Considering the rapid growth of the research of multilingual NLP, we have established this repository to gather relevant literature in this specific multilingual domain. (As a contribution of the survey paper "A Survey on Large Language Models with Multilingualism: Recent Advances and New Frontiers")
This is also a tutorial of multilingual pre-trained models maintained by the Beijing Jiaotong University (BJTU) NLP Group (Continual Updated).
The past five years have witnessed the rapid development of multilingual pre-trained models, especially for data-driven large language models (LLMs).
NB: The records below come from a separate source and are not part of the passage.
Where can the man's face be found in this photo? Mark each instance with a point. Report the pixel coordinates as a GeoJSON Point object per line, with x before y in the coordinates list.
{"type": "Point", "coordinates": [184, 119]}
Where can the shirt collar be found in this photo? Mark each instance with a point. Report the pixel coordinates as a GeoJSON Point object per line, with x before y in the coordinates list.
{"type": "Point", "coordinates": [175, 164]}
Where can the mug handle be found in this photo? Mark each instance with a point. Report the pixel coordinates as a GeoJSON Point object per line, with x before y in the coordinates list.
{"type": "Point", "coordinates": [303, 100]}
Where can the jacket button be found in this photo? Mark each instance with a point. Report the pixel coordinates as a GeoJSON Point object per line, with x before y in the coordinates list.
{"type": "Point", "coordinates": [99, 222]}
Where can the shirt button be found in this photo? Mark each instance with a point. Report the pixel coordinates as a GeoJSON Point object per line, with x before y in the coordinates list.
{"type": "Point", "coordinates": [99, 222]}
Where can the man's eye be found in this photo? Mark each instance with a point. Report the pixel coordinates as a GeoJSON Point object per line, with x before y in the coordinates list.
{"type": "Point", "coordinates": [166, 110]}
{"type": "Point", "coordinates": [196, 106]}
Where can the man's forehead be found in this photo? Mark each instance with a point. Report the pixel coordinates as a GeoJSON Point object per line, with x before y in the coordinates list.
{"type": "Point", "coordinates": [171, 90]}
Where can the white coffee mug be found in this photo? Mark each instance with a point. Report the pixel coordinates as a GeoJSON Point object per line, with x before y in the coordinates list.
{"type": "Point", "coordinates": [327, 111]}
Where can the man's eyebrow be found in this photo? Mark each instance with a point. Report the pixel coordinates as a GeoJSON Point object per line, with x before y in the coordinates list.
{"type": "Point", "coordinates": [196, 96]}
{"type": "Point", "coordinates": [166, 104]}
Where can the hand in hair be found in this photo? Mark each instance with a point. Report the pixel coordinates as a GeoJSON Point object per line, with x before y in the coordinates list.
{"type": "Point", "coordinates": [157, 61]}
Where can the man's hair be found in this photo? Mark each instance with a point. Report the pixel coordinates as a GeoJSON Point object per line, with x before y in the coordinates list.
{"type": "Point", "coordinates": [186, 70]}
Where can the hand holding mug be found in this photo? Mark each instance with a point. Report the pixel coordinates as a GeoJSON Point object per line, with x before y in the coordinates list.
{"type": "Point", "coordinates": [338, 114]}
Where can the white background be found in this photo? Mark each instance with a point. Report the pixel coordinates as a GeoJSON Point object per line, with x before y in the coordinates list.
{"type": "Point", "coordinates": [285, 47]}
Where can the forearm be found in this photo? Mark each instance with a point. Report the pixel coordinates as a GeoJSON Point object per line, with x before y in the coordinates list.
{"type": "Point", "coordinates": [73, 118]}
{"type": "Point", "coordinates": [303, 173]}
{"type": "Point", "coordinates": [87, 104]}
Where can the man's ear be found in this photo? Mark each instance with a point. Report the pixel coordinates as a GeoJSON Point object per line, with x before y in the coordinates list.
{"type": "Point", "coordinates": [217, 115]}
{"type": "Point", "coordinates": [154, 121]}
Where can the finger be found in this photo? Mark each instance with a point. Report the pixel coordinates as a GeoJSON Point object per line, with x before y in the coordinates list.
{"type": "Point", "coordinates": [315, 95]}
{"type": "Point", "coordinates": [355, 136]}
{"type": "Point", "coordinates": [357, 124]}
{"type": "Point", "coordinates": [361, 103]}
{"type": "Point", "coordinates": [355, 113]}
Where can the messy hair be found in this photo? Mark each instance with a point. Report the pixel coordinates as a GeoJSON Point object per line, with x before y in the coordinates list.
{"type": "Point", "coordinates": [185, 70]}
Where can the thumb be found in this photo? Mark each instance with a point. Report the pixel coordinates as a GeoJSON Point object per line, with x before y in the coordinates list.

Due to the dominance of multilingual NLP at the present time, priority is given to collecting important, up-to-date multilingual pre-trained models papers and their performance. As one of the contributions of the survey, we continuously update and expand the content according to the chapters in the survey. Our list is still incomplete and the categorization might be inappropriate. We will keep adding papers and improving the list. Any suggestions are welcome!
We only present an overview of representative LLMs (most of trainable parameters greater than 7B) that have certain multilingual capabilities, including their release time and details. The latest models that achieve good performance on the leaderboard will be updated in a timely manner, or contact us for updates and promotion.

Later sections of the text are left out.